One might be forgiven for wondering whether Tom was to some extent savouring the drama of his situation but no doubt his anguish was real enough.  His was a free spirit and to be imprisoned was particularly terrible for him.  With confused feelings of self-pity, self-justification, self-importance and self-glorification and in desperate defiance to his perceived oppressors, Tom Pooley, after four weeks of confinement in a granite cell, came to the Assize, unclean, unkempt and unrepresented.  Being a poor man without wealthy friends, he would be obliged to conduct his own defence as best he could and he would be dependent on the good offices of his judge for help and advice.  

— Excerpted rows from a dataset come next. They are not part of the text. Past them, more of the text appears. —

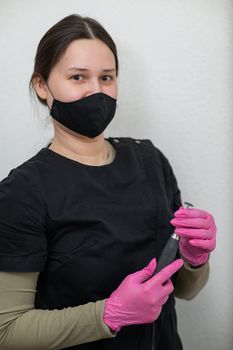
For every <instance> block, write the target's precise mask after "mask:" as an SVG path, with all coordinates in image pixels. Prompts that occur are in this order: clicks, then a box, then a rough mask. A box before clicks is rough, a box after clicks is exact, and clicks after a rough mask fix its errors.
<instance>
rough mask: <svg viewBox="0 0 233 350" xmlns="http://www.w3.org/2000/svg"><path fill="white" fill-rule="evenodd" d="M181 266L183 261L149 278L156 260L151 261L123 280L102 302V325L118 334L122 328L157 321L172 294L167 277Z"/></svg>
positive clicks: (177, 270)
mask: <svg viewBox="0 0 233 350" xmlns="http://www.w3.org/2000/svg"><path fill="white" fill-rule="evenodd" d="M182 265H183V260H182V259H178V260H176V261H174V262H173V263H171V264H170V265H168V266H166V267H165V268H164V269H162V270H161V271H160V272H158V273H157V274H155V275H154V276H153V277H151V276H152V274H153V272H154V271H155V268H156V259H152V260H151V262H150V263H149V264H148V266H146V267H145V268H144V269H142V270H140V271H137V272H135V273H132V274H130V275H128V276H126V277H125V279H124V280H123V282H122V283H121V284H120V285H119V287H118V288H117V289H116V290H115V291H114V292H113V293H112V294H111V296H110V297H109V298H108V299H107V300H106V302H105V309H104V322H105V323H106V324H107V325H108V327H109V328H110V329H112V330H114V331H119V330H120V329H121V327H123V326H128V325H132V324H143V323H150V322H153V321H154V320H156V319H157V318H158V317H159V314H160V312H161V310H162V306H163V304H165V303H166V301H167V299H168V296H169V294H171V293H172V292H173V290H174V287H173V284H172V282H171V280H170V277H171V276H172V275H173V274H174V273H175V272H177V271H178V270H179V269H180V268H181V266H182ZM150 277H151V278H150Z"/></svg>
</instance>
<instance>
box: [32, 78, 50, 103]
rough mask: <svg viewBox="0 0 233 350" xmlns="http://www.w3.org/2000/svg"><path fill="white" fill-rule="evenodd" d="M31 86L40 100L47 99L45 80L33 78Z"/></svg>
mask: <svg viewBox="0 0 233 350" xmlns="http://www.w3.org/2000/svg"><path fill="white" fill-rule="evenodd" d="M32 84H33V87H34V89H35V91H36V93H37V95H38V96H39V97H40V98H41V99H42V100H45V101H46V100H47V97H48V89H47V85H46V82H45V80H44V79H43V78H42V77H41V76H35V77H34V78H33V79H32Z"/></svg>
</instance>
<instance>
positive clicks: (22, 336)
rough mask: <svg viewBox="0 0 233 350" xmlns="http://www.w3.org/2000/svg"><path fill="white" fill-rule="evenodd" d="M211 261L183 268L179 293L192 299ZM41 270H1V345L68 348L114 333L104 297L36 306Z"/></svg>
mask: <svg viewBox="0 0 233 350" xmlns="http://www.w3.org/2000/svg"><path fill="white" fill-rule="evenodd" d="M208 274H209V263H206V264H205V265H203V266H202V267H200V268H195V269H194V268H192V267H190V266H189V265H188V264H185V265H184V267H183V268H182V269H181V270H180V271H179V273H178V276H177V282H176V285H175V296H177V297H179V298H182V299H187V300H189V299H192V298H193V297H194V296H195V295H197V293H198V292H199V291H200V290H201V289H202V288H203V286H204V285H205V283H206V282H207V280H208ZM38 276H39V273H37V272H0V348H1V349H2V350H17V349H18V350H19V349H20V350H22V349H24V350H29V349H30V350H35V349H36V350H45V349H65V348H67V347H71V346H74V345H77V344H82V343H87V342H91V341H95V340H98V339H103V338H111V337H114V336H115V335H116V334H113V333H111V331H110V330H109V328H108V327H107V326H106V325H105V323H104V322H103V311H104V300H101V301H97V302H96V303H88V304H85V305H81V306H77V307H68V308H65V309H62V310H39V309H35V308H34V299H35V292H36V285H37V279H38Z"/></svg>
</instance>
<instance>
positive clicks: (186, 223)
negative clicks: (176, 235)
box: [170, 207, 216, 266]
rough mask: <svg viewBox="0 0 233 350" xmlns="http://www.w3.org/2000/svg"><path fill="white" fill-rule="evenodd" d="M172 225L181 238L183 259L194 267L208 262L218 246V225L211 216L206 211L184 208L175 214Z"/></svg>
mask: <svg viewBox="0 0 233 350" xmlns="http://www.w3.org/2000/svg"><path fill="white" fill-rule="evenodd" d="M174 215H175V218H174V219H172V220H171V221H170V223H171V224H172V225H173V226H175V228H176V229H175V233H177V234H178V235H179V236H180V244H179V249H180V252H181V254H182V256H183V258H184V259H185V260H186V261H187V262H188V263H189V264H190V265H193V266H199V265H202V264H204V263H206V262H207V261H208V258H209V254H210V252H211V251H213V250H214V248H215V246H216V225H215V222H214V218H213V216H212V215H211V214H209V213H208V212H206V211H204V210H200V209H194V208H183V207H180V208H179V210H177V211H176V212H175V214H174Z"/></svg>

Tom was to be brought for judgement, like so many felons and misdemeanants before him, from Bodmin Gaol to the imposing Georgian Shire Hall on Bodmin’s Mount Folly, there to be taken up the narrow steps from the dark and dismal holding cells below to the bright courtroom above, to stand in the dock, blinking, before a formidable Grand Jury, to be prosecuted by an exceptionally able barrister and, if found guilty, to be sentenced by a well-respected learned judge.   

While Tom had been languishing in Bodmin Gaol, sickening from the absence of his wife and family and the comforts of his simple home as well as from his fear of prison and the dramatic notion that he was a martyr persecuted by Christian Bible Tyrants, the man who would be his judge was travelling the Western Circuit for the last time.  He was coming to the end of a long and successful career.  He was accustomed to respect and even adulation and his judgement had never been seriously called in question.  What Tom knew he needed was a judge who was no Christian.  This was a pretty tall order in Britain in 1857 but as fate would have it he was to have the most Christian judge on the circuit.  Indeed, Sir John Taylor Coleridge was, without any doubt, one of the most zealous Christians in the land.